A simple technique: record a one-minute video of the child playing their piece at the start of a month. At the end of the month, play it back next to a new recording. The difference is almost always dramatic, even after a month of minimal practice — because children improve fast at the beginning. Watching yourself get better is deeply motivating, in exactly the same way that watching a barre chord suddenly ring clean after weeks of muted strings makes you immediately want to practice more.
This is also where a proper lesson platform earns its money. Exerzisor has built-in progress tracking and a trophy system — students can see their own milestones, and so can you. A kid who unlocks a trophy for nailing a new chord has concrete proof they got better. That proof is what keeps them coming back. It's a small thing, but small things compound.
The recording also does something else: it gives the child something to share. With a grandparent, a friend, in a school show-and-tell. The moment playing guitar becomes something you can show other people, it stops being homework and starts being an identity. "I'm a guitarist" is a powerful thing for an eight-year-old to feel.

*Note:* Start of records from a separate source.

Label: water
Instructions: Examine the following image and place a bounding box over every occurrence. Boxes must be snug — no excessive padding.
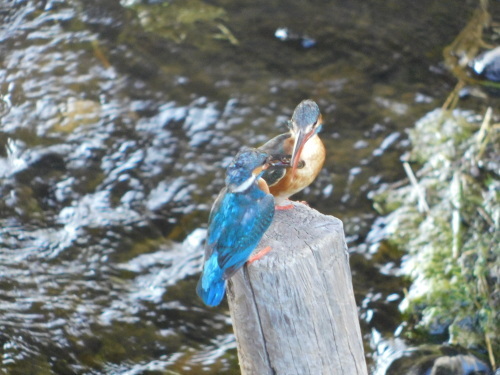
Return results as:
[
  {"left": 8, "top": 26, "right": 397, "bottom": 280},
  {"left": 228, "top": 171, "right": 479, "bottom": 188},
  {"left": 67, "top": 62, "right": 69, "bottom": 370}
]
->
[{"left": 0, "top": 0, "right": 492, "bottom": 374}]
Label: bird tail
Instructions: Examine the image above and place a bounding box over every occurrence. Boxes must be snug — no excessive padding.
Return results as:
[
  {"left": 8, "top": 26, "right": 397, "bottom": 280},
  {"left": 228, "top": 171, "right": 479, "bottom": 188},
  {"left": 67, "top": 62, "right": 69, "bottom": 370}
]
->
[{"left": 196, "top": 254, "right": 226, "bottom": 306}]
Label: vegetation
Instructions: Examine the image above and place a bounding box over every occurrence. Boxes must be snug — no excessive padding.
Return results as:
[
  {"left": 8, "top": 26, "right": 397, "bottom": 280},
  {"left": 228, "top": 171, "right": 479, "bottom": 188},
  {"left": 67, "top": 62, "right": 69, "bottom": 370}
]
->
[{"left": 374, "top": 103, "right": 500, "bottom": 368}]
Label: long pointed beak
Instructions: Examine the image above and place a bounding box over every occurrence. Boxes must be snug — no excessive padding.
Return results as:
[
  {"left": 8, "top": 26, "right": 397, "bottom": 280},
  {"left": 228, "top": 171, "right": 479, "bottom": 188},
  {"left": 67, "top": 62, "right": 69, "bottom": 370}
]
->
[
  {"left": 291, "top": 130, "right": 311, "bottom": 179},
  {"left": 252, "top": 163, "right": 269, "bottom": 176}
]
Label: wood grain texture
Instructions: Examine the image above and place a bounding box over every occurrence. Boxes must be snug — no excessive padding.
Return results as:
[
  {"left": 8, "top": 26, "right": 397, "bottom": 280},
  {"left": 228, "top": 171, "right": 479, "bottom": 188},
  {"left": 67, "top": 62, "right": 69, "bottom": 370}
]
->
[{"left": 227, "top": 203, "right": 367, "bottom": 375}]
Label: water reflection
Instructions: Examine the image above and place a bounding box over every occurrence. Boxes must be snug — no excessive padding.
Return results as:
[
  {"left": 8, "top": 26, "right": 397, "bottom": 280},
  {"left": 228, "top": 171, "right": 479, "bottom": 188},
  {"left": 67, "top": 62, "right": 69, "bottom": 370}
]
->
[{"left": 0, "top": 0, "right": 494, "bottom": 374}]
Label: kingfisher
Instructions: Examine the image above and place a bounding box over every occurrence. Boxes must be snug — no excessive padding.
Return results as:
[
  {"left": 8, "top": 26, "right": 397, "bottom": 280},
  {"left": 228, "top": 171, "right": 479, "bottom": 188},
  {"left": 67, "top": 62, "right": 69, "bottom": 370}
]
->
[
  {"left": 259, "top": 99, "right": 326, "bottom": 209},
  {"left": 196, "top": 149, "right": 290, "bottom": 306}
]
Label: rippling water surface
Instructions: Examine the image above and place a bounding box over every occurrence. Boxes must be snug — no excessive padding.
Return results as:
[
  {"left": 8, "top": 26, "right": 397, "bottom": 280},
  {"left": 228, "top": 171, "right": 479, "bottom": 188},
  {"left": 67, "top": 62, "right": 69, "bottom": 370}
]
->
[{"left": 0, "top": 0, "right": 492, "bottom": 374}]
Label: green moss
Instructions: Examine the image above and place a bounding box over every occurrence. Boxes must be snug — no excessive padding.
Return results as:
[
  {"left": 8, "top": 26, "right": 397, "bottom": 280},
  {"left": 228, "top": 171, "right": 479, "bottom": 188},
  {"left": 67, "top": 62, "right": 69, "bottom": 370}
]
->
[{"left": 374, "top": 110, "right": 500, "bottom": 368}]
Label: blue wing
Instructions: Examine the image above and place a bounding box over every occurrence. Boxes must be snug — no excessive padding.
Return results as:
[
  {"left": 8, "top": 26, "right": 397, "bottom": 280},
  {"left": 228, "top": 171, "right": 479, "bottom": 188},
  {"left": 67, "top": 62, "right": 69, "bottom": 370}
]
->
[{"left": 207, "top": 187, "right": 274, "bottom": 279}]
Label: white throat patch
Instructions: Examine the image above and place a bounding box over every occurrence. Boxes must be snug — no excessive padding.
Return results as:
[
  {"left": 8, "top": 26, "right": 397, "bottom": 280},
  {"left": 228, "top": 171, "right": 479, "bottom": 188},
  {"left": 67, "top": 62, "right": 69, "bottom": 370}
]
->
[{"left": 232, "top": 174, "right": 257, "bottom": 193}]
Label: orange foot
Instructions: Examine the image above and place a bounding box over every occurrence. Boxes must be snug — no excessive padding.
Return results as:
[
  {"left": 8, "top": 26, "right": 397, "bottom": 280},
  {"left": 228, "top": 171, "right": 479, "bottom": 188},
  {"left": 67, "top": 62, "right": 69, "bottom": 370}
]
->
[{"left": 247, "top": 246, "right": 271, "bottom": 264}]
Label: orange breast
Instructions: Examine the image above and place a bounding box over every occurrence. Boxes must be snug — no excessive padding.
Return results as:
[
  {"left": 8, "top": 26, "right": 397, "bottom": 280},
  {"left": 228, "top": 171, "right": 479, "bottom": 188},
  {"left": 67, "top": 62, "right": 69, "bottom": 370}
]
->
[{"left": 269, "top": 135, "right": 326, "bottom": 198}]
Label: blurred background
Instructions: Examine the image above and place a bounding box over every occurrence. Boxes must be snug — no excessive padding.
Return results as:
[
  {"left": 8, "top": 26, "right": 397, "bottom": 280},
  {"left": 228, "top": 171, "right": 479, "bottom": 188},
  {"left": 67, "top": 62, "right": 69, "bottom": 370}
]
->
[{"left": 0, "top": 0, "right": 500, "bottom": 375}]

You want to help them feel it as early as possible.
Repertoire That Earns Its Place
I want to come back to this because it really is the load-bearing wall of the whole practice problem. If a child is genuinely excited about a piece, the practice problem largely solves itself. Not entirely — you still need the stand-in-the-living-room, still need the five-minute rule — but the motivation to get there is no longer a battle.
The tricky part is that "what kids want to play" changes constantly, is highly individual, and often doesn't align neatly with method book progressions. This is fine. Your job as a teacher isn't to execute a method book — it's to build a guitarist. The method book is a map, not the territory.
Good sheet music hits the sweet spot: achievable within a week or two of actual effort, sounds impressive enough that the child wants to play it for someone, and teaches something real about the instrument in the process. This is exactly where interactive tabs earn their place. I use Exerzisor for this — you can build sheet music and tabs that the student can actually play along with, hear at the right tempo, and slow down bar by bar when something's tricky. Here's an example:
The difference between interactive sheet music and a printout is the same as the difference between a recipe and a cooking show. Both give you the instructions. Only one makes you hungry. A student who opens this at home immediately hears what the piece is supposed to sound like — no parent required to decode the notation, no guessing if they're playing it right. They hear it, they try it, they adjust. That feedback loop is exactly what practice is supposed to be.
And again — Exerzisor is free for teachers. You assign it, the student opens a link. That's it.
When a student comes in having practiced, it's almost always because they were playing something they wanted to hear themselves play. When they haven't, it's almost always because they weren't. Start there.
The Longer Game
None of this solves the practice problem permanently. Kids go through phases. Summer breaks, school stress, friend drama, a sudden obsession with football — all of it will interrupt practice at some point. What you're building isn't a practice habit so robust it survives all weather. You're building a relationship with an instrument that survives the interruptions and gets picked back up.
The children who are still playing guitar at sixteen didn't practice every single day between ages eight and sixteen. They practiced in bursts, had fallow periods, came back, went away, came back again. What they maintained across all of that was the feeling that playing guitar was theirs — not their teacher's assignment, not their parents' investment, not a scheduled activity. Theirs.
And the best thing you can do for that? Give them material that makes them sound good, teach them things they want to play, and make it easy to pick the guitar up. Everything else is commentary.